When tween girls want to start shaving
Here’s what to do when your self-conscious tween daughter wants to start shaving or waxing.
Denise Balkissoon June 21, 2012
Photo: Clarissa Leahy/Getty Images
Last summer, when Katrina Drost of Douglas, NB, was 10, she asked her mother if she could shave her legs. Her mom, Helga Rennke, said no. In part, Rennke refused because Katrina has three younger sisters — Rennke doesn’t want all of her girls grabbing razors as soon as they reach double digits, too. She also doesn’t think her daughters’ blond leg hairs are very noticeable, and she’s wary of an onslaught of other requests. “First it’s shaving, then it’s makeup, then it’s dyeing their hair,” she says. “If you say yes to one thing, others will follow. I want my daughters to stay little for just a while longer.”
Why tweens want to shave
Katrina wears shorts for volleyball, and a bathing suit for swimming, which is partly why her mom thinks she’s so body conscious. But the hair removal request also comes out of a desire to fit in. “She doesn’t want to be the only one left out,” says Rennke.
“We see some girls coming in around age 11,” says Cailey Ward, manager of Toronto’s Sugarmoon body-sugaring salon. “They’ve been asking if they’re allowed to shave, or their moms have caught them shaving.” Ward says the groin area is off limits for tween hair removal, and anyone under 18 must have a signed parental consent form.
What’s the right age?
Elizabeth Saewyc, a professor of adolescent medicine and nursing at the University of British Columbia, suggests delaying body hair removal until high school. “Puberty is a pivotal time,” she says.
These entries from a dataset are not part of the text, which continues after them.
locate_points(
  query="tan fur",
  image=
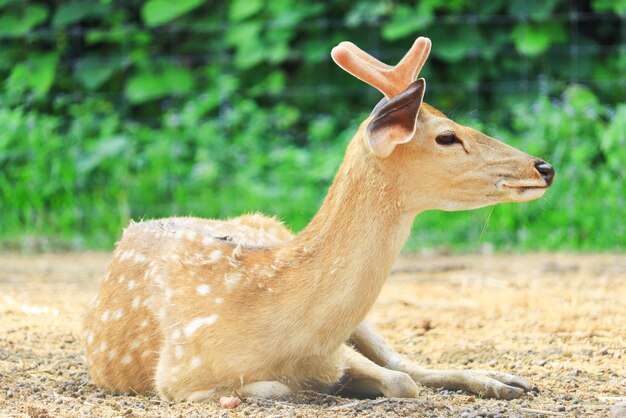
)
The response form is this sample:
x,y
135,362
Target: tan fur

A serious self-esteem drop is common, and parents need to monitor insecurities that can set lifelong mental health patterns. She suggests parents initiate conversations about how much primping goes into the unrealistic images and body types on TV, for example. Saewyc also warns that young shavers are at risk of inflamed follicles and serious cuts. She advises well-meaning parents, who might have endured teasing during their own childhoods, not to let their own body issues play a part in the decisions they make for their daughters.
Talking to your tween about hair removal
Newcastle, Ont., mom Jennifer Stone started obsessively plucking her eyebrows when she was 10, prompted by an offhand comment. “I vividly remember an adult asking me if I’d heard of tweezers,” says Stone. If her daughter, who’s eight, raises the issue of bushy brows on her own, Stone says she’d rather help her get them groomed professionally than have her stew in embarrassment. Her daughter sometimes tags along for Stone’s eyebrow waxes. “She’s asked me ‘when do I have to shave?’ I tell her, ‘You don’t have to do anything.’” She teaches that body hair is natural, and that removing it — or not — is a personal choice every young woman makes for herself.
A version of this article appeared in our July 2012 issue with the headline “A hairy topic,” p. 56.